Windmill Lane vs Gris Morado
Where Windmill Lane belongs to Little Greene's range, Gris Morado is a Sherwin-Williams color. Windmill Lane reads as green-grey, while Gris Morado reads as grey — two distinct hue families, not close cousins. Windmill Lane (LRV 31) reflects noticeably more light than Gris Morado (LRV 26), a difference of 5 points that becomes especially apparent in rooms with limited natural light. Windmill Lane runs green while Gris Morado is decidedly neutral, which means they'll respond very differently to warm vs cool light sources. With a ΔE of 15.9, the contrast is hard to miss. These aren't variations on a theme — they're two different answers to the same question. Below you'll find 3 real-room photo comparisons where both colors appear side by side, plus 5 simulated room previews.
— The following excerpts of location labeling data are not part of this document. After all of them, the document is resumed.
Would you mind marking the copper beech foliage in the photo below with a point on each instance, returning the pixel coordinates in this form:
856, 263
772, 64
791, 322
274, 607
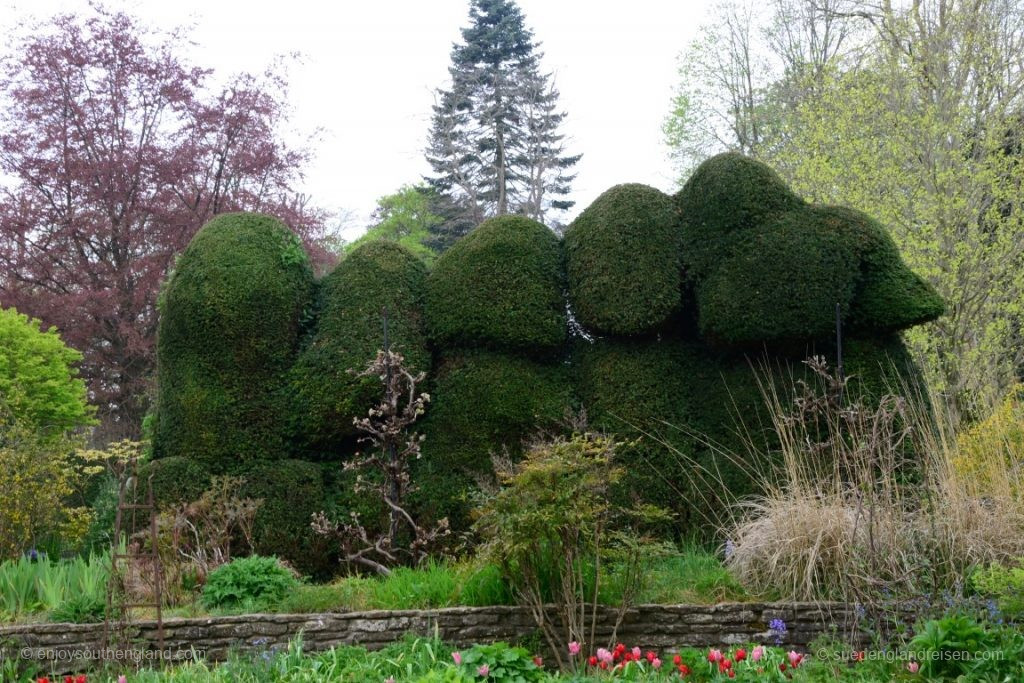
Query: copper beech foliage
114, 151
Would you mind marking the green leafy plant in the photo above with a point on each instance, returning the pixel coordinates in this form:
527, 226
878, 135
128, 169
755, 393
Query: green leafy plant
554, 528
1005, 585
947, 647
501, 663
250, 582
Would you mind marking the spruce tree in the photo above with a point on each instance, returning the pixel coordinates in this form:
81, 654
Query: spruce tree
495, 146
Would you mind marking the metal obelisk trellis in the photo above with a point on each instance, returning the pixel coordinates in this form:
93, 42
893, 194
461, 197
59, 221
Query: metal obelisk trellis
127, 560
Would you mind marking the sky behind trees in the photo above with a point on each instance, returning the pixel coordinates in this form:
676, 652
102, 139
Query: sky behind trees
367, 75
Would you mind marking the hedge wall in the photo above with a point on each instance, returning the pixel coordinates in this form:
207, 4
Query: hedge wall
228, 332
483, 403
500, 287
325, 395
623, 261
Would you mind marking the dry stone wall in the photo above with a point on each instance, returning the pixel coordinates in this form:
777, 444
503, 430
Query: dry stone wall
62, 648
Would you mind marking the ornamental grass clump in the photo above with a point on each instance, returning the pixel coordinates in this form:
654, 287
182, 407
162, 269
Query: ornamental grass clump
554, 528
865, 505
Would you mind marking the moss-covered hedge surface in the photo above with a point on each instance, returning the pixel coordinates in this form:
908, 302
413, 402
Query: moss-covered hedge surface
690, 306
325, 395
770, 269
501, 287
228, 333
623, 261
483, 404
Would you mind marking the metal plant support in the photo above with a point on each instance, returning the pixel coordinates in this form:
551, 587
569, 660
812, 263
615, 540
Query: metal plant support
128, 560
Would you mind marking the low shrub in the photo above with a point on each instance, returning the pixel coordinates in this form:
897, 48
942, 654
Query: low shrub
249, 583
1005, 585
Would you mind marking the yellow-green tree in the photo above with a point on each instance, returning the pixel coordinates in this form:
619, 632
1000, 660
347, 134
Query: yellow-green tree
42, 412
925, 136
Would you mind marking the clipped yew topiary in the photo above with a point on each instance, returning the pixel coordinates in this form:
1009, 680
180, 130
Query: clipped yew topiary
483, 404
229, 328
890, 295
175, 479
727, 194
623, 261
291, 492
326, 396
779, 283
769, 269
500, 287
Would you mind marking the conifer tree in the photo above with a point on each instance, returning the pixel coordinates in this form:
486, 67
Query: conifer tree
495, 146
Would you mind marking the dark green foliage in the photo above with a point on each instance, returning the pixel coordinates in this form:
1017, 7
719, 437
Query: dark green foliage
326, 396
251, 583
769, 269
779, 283
483, 403
229, 328
175, 479
728, 193
292, 491
501, 286
890, 296
623, 261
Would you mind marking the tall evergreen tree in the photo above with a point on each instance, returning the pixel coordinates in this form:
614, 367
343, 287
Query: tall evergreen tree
495, 146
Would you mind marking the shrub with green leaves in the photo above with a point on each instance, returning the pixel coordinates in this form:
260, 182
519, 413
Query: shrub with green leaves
326, 396
484, 403
250, 583
623, 261
39, 385
501, 287
769, 269
175, 479
1005, 585
291, 491
229, 328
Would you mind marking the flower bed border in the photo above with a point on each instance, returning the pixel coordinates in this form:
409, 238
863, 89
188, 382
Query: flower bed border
67, 647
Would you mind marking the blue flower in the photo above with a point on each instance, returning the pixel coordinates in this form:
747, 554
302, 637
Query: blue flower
777, 628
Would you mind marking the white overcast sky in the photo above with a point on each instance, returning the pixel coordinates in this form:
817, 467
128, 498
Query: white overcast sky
369, 70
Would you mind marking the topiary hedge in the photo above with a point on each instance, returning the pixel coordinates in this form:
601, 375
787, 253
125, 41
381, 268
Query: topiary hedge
623, 261
500, 287
483, 404
890, 296
727, 194
325, 395
229, 328
175, 479
780, 283
292, 491
769, 269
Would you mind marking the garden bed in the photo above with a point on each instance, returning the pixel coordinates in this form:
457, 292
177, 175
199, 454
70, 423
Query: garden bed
62, 647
Windmill Lane vs Gris Morado in Real Spaces
3 real rooms side by side. Seeing Windmill Lane and Gris Morado in actual rooms makes the difference concrete; browse the spaces below to get a feel for how each color lives on a wall.
Living Room
In a living room, color works across both daylight and evening light — the same wall can read very differently at noon and at 8pm. The brightness difference is modest but present — Windmill Lane gives the walls a little more lift.
Bedroom
The context that matters most in a bedroom is how a color reads under a bedside lamp at night, not under noon daylight. Windmill Lane reads slightly lighter here — a subtle but real difference in how open the space feels.
Bathroom
Bathrooms are one of the few spaces where you're genuinely enclosed by the paint color, which makes the choice between these two more consequential. Windmill Lane reads slightly lighter here — a subtle but real difference in how open the space feels.
Color Details
Windmill Lane vs Gris Morado Simulated Comparison
5 simulated room previews — drag the slider on each to see Windmill Lane on one side and Gris Morado on the other.
Digital color is approximate. These simulations are generated from the manufacturer's hex values and overlaid on grayscale room photos — your screen's calibration, brightness, and viewing angle all affect how they render. Before committing to either color, test physical samples in your own space under the light you actually live with.
More Windmill Lane comparisons
See how Windmill Lane stacks up against other well-photographed colors across different brands and tones.